P3107R4
Permit an efficient implementation of std::print

Published Proposal,

Author:
Audience:
LEWG
Project:
ISO/IEC 14882 Programming Languages — C++, ISO/IEC JTC1/SC22/WG21

1. Introduction

C++23 introduced a new formatted output facility, std::print ([P2093]). It was defined in terms of formatting into a temporary std::string to simplify the specification and to clearly indicate the requirement for non-interleaved output. Unfortunately, it was discovered that this approach does not allow for a more efficient implementation strategy, such as writing directly to a stream buffer under a lock, as reported in [LWG4042]. This paper proposes a solution to address this shortcoming.

2. Changes since R3

3. Changes since R2

4. Changes since R1

5. Changes since R0

6. Polls

LEWG poll results for R3:

POLL: Change has_locking_formatter to enable_nonlocking_formatter_optimization and reverse the boolean polarity

SF  F  N  A SA
 4 10  3  0  0

Outcome: Consensus

POLL: Modify P3107R3 (Permit an efficient implementation of std::print) by performing the modifications from the prior poll, and then send the revised paper to LWG for C++26 with a recommendation that implementations backport the change, classified as B2 (bug fix), to be confirmed with a Library Evolution electronic poll.

SF  F  N  A SA
10  7  1  1  1

Outcome: Consensus

LEWG poll results for R2:

POLL: We want to see in a follow-up paper of an investigation of removing the recommendation (from the standard) or forbidding inheritance in order to customize formatters.

SF  F  N  A SA
 4 11  9  7  0

Outcome: Consensus in favor

POLL: The default should assume the user formatter might be locking, types that don’t lock should explicitly state so to achieve performance.

SF  F  N  A SA
10 18  5  0  0

Outcome: Strong Consensus in Favor

7. Problems

As reported in [LWG4042], std::print/std::vprint* is currently defined in terms of formatting into a temporary std::string, e.g. [print.fun]:

void vprint_nonunicode(FILE* stream, string_view fmt, format_args args);

Preconditions: stream is a valid pointer to an output C stream.
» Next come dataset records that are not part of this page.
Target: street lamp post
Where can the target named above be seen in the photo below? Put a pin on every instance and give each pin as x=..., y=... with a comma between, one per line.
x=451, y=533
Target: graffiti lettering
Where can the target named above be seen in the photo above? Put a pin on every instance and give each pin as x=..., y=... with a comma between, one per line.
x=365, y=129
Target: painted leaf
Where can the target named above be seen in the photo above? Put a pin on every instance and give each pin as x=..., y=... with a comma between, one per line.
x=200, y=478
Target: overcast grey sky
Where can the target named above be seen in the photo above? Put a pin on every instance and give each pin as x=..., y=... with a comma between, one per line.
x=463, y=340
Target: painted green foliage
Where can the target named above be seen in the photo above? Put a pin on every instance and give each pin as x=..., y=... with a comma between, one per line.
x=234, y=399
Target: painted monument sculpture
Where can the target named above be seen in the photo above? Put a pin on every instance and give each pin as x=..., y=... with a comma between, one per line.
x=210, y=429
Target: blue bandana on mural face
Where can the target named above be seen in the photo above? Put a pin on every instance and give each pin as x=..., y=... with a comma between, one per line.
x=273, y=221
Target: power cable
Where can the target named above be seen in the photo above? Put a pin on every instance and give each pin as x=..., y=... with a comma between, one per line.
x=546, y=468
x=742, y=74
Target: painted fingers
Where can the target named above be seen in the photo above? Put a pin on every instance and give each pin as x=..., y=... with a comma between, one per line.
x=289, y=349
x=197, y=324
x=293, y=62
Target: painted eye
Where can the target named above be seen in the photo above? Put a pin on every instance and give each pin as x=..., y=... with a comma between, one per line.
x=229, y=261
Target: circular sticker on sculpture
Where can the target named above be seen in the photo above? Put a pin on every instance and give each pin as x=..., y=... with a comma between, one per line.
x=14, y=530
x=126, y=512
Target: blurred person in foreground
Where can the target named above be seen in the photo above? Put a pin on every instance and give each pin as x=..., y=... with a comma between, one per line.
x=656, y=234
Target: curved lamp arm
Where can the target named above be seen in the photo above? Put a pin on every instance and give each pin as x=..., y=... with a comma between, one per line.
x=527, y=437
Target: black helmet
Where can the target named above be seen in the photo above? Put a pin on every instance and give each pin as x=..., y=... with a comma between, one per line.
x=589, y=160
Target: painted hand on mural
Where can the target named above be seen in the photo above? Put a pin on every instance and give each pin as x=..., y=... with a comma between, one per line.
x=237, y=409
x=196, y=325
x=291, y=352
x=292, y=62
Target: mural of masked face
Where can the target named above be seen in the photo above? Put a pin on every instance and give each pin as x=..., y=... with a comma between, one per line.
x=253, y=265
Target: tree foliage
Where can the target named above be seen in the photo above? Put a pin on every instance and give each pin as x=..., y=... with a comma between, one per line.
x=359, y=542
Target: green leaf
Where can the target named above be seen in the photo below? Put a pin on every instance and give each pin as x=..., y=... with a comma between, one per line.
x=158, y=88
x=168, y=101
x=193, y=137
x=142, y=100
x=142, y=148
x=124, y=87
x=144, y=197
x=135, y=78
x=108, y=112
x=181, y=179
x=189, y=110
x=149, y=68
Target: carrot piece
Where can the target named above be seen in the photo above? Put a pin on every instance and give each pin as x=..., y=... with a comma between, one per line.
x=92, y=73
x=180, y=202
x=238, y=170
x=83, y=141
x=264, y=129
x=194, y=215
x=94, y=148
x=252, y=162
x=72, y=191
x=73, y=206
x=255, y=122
Effects: Writes the result of vformat(fmt, args) to stream.

Throws: Any exception thrown by the call to vformat ([format.err.report]). system_error if writing to stream fails. May throw bad_alloc.

This prohibits a more efficient implementation strategy of formatting directly into a stream buffer under a lock (flockfile/funlockfile in POSIX, [STDIO-LOCK]) like C stdio and other formatting facilities do.

The inability to achieve this with the current wording stems from the observable effects: throwing an exception from a user-defined formatter currently prevents any output from a formatting function, whereas with the direct method, the output written to the stream before the exception occurred is preserved. Most errors are caught at compile time, making this situation uncommon. The current behavior can be easily replicated by explicitly formatting into an intermediate string or buffer.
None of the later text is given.